Furhtermore, an EU Observatory of the Online Platform Economy has been established to look into the current and emerging challenges and opportunities for the EU in the online economy. The observatory shall be monitoring online trends, the evolution of trading practices, and the development of national policies, in order to monitor, anticipate and solve issues arising in the online economy.

Live your Anti-Trust Legend in Greece

Private enforcement of anti-trust law is here to stay; the long awaited introduction of Law 4529/2018 on Wednesday 14 March 2018 offers a valuable tool in the hands of the Greek market player, who now plays an equally essential part in applying competition rules (private enforcement). Law 4529/2018 transposed Directive 2014/104/EU and applies to individual civil actions for damages incurred following a breach of competition law.

Key features of Law 4529/2018:

  • The Law clarifies that victims are entitled to full compensation for the harm suffered, which covers compensation for actual lossand for loss of profit, plus payment of interest from the time the harm occurred until compensation is paid.
  • Parties will have easier access to evidence  they need in actions for damages in the antitrust field.

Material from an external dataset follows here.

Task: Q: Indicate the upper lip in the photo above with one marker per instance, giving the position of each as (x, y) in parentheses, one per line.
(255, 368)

In particular, if a party needs documents that are in the hands of other parties or third parties to prove a claim or a defence, it may obtain a court order for the disclosure of those documents. The judge will have to ensure, however, that disclosure orders are proportionate and that confidential information is duly protected.
  • Any participant in an infringement will be responsible towards the victims for the whole harm caused by the infringement (joint and several liability), with the possibility of obtaining a contribution from other infringers for their share of responsibility. However, to safeguard the effectiveness of leniency programmes, this will not apply to infringers which obtained immunity from fines in return for their voluntary cooperation with a competition authority during an investigation; these immunity recipients will normally be obliged to compensate only their (direct and indirect) customers.
  • The Law establishes a rebuttable presumption that cartels cause harm. This will facilitate compensation, given that victims often have difficulty in proving the harm they have suffered. The presumption is based on the finding that more than 90% of cartels cause a price increase. In the very rare cases where a cartel does not cause price increases, infringers can still prove that their cartel did not cause harm.
  • Clear limitation period rules are established so that victims have sufficient time to bring an action. In particular, victims will have at least 5 years to bring damages claims, starting from the moment when they had the possibility to discover that they suffered harm from an infringement. This period will be suspended or interrupted if a competition authority starts infringement proceedings, so that victims can decide to wait until the public proceedings are over.
  • From 16 September 2018 onwards, all actions raised on the basis of Law 4529/2018 shall be heard before a special devision of the First Instance Court of Athens, which shall be comparted by judges specialized in competition law.